E, porque mandaram depressa um de seus escudeiros diante dar a seu rei esta nova, foi Filidor recebido com grande aparato e honra, como coisa de Filomesto, tão amado do rei e povo todo naquele regno, onde foi aposentado no paço e descansou alguns dias, conversando e praticando com el-rei, com muita festa, nas coisas e proezas de Filomesto, que um a outro contavam.
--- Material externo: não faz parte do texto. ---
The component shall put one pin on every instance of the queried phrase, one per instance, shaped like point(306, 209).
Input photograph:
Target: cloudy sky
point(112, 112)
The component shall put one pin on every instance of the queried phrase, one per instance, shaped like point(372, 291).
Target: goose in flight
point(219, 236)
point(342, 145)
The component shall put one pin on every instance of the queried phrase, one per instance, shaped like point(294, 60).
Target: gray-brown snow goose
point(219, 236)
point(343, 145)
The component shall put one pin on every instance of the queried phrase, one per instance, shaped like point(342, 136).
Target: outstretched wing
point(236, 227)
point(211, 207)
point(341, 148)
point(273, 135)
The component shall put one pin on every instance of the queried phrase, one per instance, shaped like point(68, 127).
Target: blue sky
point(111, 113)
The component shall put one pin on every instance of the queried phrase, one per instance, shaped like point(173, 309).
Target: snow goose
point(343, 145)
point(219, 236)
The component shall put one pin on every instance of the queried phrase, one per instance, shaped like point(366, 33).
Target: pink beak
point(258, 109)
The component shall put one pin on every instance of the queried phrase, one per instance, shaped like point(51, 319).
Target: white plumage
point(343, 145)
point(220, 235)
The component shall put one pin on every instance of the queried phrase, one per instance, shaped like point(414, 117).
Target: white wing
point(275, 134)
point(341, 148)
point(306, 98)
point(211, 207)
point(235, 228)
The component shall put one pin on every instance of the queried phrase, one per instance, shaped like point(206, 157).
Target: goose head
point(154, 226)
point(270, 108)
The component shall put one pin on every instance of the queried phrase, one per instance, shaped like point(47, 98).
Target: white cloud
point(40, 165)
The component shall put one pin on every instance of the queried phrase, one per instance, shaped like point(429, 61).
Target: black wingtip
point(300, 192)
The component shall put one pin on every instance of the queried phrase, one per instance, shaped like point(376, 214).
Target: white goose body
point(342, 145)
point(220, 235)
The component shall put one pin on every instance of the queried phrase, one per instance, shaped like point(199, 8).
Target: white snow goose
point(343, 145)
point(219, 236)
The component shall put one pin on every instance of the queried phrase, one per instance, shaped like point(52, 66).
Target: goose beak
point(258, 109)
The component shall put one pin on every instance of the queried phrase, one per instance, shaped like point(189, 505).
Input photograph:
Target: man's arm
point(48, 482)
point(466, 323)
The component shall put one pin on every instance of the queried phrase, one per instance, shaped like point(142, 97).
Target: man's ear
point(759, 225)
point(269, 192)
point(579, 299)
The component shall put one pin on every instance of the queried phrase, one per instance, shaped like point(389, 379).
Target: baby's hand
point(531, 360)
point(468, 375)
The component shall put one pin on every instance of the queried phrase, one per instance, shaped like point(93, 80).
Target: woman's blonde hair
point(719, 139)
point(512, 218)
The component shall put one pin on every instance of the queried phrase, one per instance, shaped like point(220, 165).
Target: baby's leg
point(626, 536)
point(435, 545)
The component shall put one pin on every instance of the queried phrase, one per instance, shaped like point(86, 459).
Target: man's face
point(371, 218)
E depois de Filidor ajudar a Narfendo em uma guerra que trazia com um seu contrairo, de que saiu com vitória, despedindo-se dele, seguiu seu caminho pelo mundo, buscando a Filomesto, prometendo a el-rei que ele o faria vir diante de Sua Alteza, se o achasse, com que o deixou algum tanto consolado na grande tristeza que lhe ficava, pela lembrança da absência de Filomesto, e por tão apressurada e saudosa partida de um hóspede tanto seu amigo, que já por amor dele amava, porque (como dizem) quem ama Beltrão, ama seu cão, e quem tem desenganado amor a alguém, também, desenganadamente, ama a quem desta maneira lho ama.